С галерки остервенело захлопали, хлопки слились ручьем по ступеням вниз, и даже сидящие впереди Аристид и Алесь сложили ладоши. А Марика отшвырнула куда-то назад бутылку, уже пустую, ступила пару шагов вперед — ее босые, белые, распухшие ступни повисли над краешком возвышения, как над бездной, — и проревела:
— Вы находите на упаковке товара ВСЕ: историю обретения счастья, вечное блаженство, радость Творца… Змей вползает вам в душу, в зад или в вашу жаждущую проникновения вагину. И вот вы уже, связанный и стреноженный, стоите у прилавка и переводите несуществующие деньги из одного ослиного банка в другой, оплачивая ненужные запонки к несуществующим в вашем гардеробе рубашкам!

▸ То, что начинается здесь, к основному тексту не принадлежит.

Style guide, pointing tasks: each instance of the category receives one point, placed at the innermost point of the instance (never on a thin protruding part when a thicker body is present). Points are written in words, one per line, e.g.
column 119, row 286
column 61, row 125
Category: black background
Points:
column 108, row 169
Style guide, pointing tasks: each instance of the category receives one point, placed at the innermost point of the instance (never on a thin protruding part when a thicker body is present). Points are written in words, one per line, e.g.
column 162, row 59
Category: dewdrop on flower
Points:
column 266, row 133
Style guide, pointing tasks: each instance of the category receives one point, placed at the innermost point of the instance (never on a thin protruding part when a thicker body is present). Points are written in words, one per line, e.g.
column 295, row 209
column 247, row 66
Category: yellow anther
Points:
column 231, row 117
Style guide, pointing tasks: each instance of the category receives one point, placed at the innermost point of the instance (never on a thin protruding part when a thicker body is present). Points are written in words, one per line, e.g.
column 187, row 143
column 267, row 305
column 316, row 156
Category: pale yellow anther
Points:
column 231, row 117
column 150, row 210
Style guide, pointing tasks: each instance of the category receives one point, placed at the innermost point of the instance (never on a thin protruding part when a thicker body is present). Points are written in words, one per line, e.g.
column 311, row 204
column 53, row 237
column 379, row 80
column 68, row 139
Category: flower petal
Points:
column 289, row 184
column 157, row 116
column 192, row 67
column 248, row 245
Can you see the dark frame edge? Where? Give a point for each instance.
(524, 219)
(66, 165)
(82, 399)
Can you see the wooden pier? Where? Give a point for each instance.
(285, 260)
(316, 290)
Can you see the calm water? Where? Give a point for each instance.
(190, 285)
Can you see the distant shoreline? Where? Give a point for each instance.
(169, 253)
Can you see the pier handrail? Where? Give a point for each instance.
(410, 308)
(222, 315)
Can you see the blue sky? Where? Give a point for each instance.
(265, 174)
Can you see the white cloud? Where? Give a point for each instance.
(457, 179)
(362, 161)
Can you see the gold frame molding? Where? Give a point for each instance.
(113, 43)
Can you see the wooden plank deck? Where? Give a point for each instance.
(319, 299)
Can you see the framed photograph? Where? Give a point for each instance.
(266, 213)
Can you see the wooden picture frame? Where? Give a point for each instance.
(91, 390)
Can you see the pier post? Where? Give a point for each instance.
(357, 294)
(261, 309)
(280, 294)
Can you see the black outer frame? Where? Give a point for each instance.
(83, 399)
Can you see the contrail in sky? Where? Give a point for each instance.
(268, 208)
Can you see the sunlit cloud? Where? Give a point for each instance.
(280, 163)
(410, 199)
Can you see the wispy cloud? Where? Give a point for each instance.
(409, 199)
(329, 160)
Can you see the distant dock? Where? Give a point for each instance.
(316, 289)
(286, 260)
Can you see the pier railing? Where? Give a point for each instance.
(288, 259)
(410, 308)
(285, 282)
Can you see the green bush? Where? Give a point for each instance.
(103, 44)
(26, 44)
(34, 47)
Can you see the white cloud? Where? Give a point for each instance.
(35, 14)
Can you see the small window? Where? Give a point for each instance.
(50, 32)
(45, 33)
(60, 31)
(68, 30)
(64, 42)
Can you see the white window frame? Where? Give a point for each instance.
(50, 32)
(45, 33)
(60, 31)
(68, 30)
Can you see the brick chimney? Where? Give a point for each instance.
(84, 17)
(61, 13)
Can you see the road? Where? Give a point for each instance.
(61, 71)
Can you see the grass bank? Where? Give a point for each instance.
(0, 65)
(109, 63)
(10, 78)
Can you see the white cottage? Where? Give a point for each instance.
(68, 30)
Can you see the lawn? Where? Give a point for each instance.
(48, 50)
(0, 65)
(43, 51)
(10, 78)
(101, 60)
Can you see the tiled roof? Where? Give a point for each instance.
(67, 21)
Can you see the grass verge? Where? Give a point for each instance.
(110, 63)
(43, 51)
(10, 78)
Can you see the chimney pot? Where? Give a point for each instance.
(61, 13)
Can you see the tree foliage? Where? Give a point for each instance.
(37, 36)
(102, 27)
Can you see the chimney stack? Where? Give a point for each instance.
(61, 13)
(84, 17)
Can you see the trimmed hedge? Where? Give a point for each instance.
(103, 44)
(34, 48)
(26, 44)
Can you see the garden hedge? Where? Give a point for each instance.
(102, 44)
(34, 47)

Вы кричите о том, что исламский мир наступает вам на пятки. Вы жалеете свои машины, разбитые палками мусульманского квартала! Но вы уже пропустили тот момент, когда горячее дыхание ислама опалило волосы на ваших заплывших затылках. Оно настигло вас тогда, когда вы обсуждали браки между геями, педофилию среди католических иерархов, тысячедолларовый педикюр для собак, и когда вашими пророками стали не воины и герои, а трансвеститы и модельеры! И вот к границам вашего зажиревшего, успокоенного, слюнтяйского болота приблизились орды тех, для кого бог жив, для кого он не формула и не логарифм, для кого он не нуждается в доказательстве, а для кого он — Символ всех символов! Они не уповают на судебные инстанции и общечеловеческие ценности, и в жилах потомков викингов давно уже не кровь, а водица. И эту водицу, а не кровь христианских младенцев — нет у них ее! — выпьют те, кто хочет напиться. Невозможно находиться над схваткой в эпоху нового средневековья — в эпоху простых и ясных решений: таких же простых, как и сам символ!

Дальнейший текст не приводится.